Rechtliche Beurteilung
Aus den Entscheidungsgründen:
Das Berufungsgericht hat die schrankenlose Durchführung des Eintragungsgrundsatzes mit Recht abgelehnt. Denn sie würde unbillige Ergebnisse herbeiführen. Insbesondere können die Rechte des außerbücherlichen Erwerbers einer Liegenschaft, dem diese übergeben worden ist, nicht zugunsten des noch im Grundbuch einverleibten Voreigentümers vernachlässigt werden. Einem solchen außerbücherlichen Erwerber, der sich auf Grund eines Übergabsvertrages mit Recht für den wahren Eigentümer hält und den publizianischen Rechtsschutz genießt, muß auch das Recht zugestanden werden, aus dem Rechtsgrund der Eigentumsgemeinschaft gegen den Miteigentümer Ansprüche zu stellen.
Mit Recht verweisen die Revisionswerber darauf, daß die vom Berufungsgericht herangezogene Vertragsbestimmung "Sechstens" der Vorsicht eines der unsicheren Zeit des Jahres 1946 entsprechend ängstlichen Urkundenverfassers entsprungen sein mag, da doch keine der Parteien behauptet hat, eine besondere Vertragsgenehmigung sei nötig gewesen. Wenn also eine solche Genehmigung unnötig war, bedurfte es des Punktes "Sechstens" nicht und die Klausel wäre wirkungslos. Es ist deshalb nicht möglich, aus diesem Punkt die rechtliche Schlußfolgerung zu ziehen, die Parteien hätten, um den Übergabsvertrag wirksam zu machen, nachträglich die im Punkt "Sechstens" vorgesehene Übergabe durchführen müssen. Wenn die tatsächliche Übergabe - wie nach den bäuerlichen Gebräuchen anzunehmen ist - anläßlich der Vertragsabschlüsse vom 11. Feber 1946 stattgefunden hat, bedurfte es mangels Wirksamkeit der erwähnten Vertragsbestimmung keiner weiteren Rechtshandlung, um Nutzung und Lasten auf die Kläger übergehen zu lassen.

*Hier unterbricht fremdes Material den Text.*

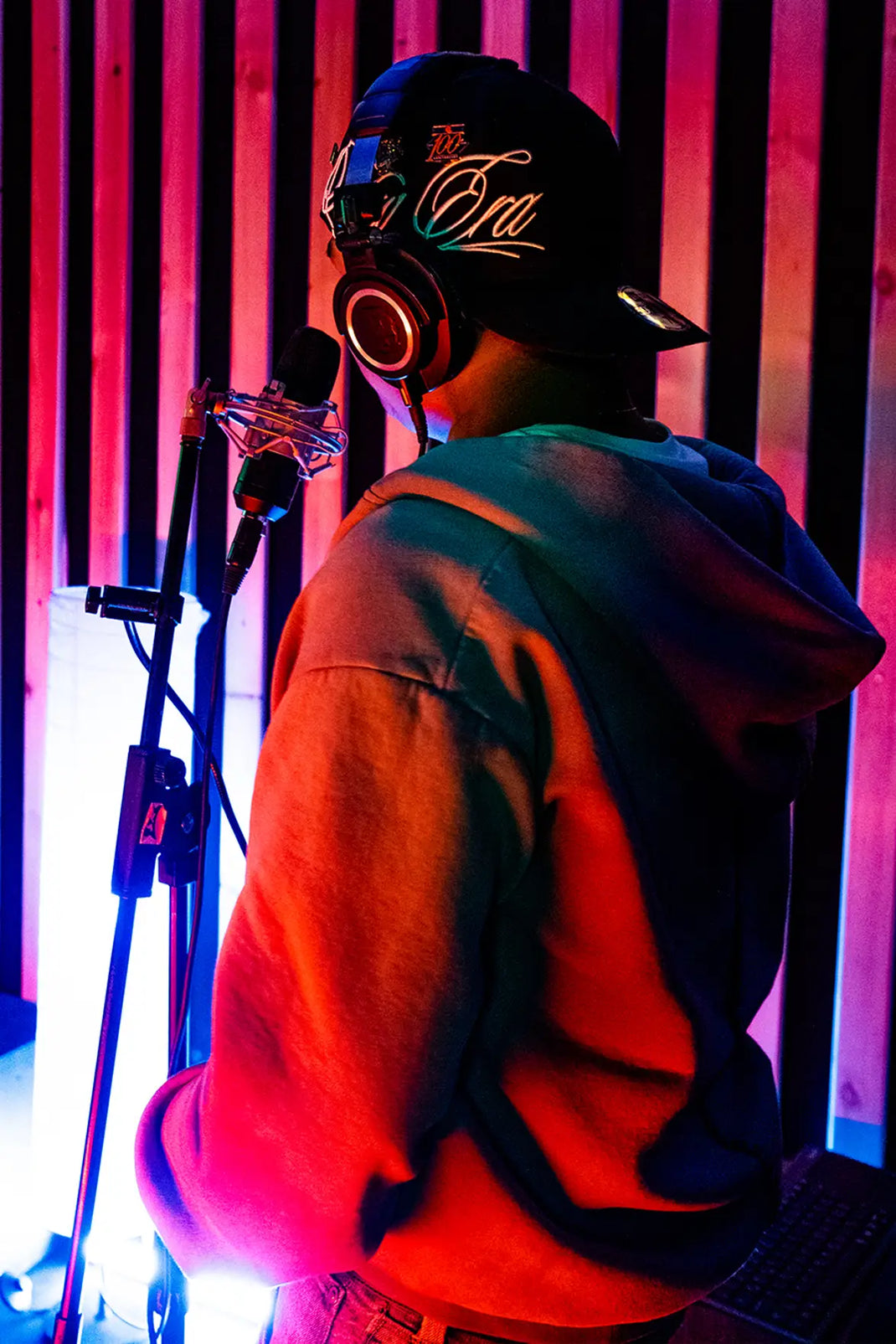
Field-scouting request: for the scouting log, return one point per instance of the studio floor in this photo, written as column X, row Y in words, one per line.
column 23, row 1242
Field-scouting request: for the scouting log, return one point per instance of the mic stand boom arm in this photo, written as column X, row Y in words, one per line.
column 153, row 788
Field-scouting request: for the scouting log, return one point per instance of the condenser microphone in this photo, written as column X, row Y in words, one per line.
column 284, row 437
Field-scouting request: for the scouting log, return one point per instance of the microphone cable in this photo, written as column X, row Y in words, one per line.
column 193, row 723
column 214, row 699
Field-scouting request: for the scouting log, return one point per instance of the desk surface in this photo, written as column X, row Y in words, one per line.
column 873, row 1320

Die Untergerichte haben, von ihren unrichtigen Rechtsansichten ausgehend, Beweise über den Zeitpunkt der Übergabe der Liegenschaftshälfte an die Kläger nicht aufgenommen. Dies wäre aber für die Frage der aktiven Klagslegitimation nach dem oben Gesagten notwendig gewesen.
Wenn sich im ergänzten Beweisverfahren die Richtigkeit dieser Behauptung herausstellt, wird die aktive Klagslegitimation nicht zu bezweifeln sein und das Erstgericht wird den geltend gemachten Ersatzanspruch zu prüfen haben.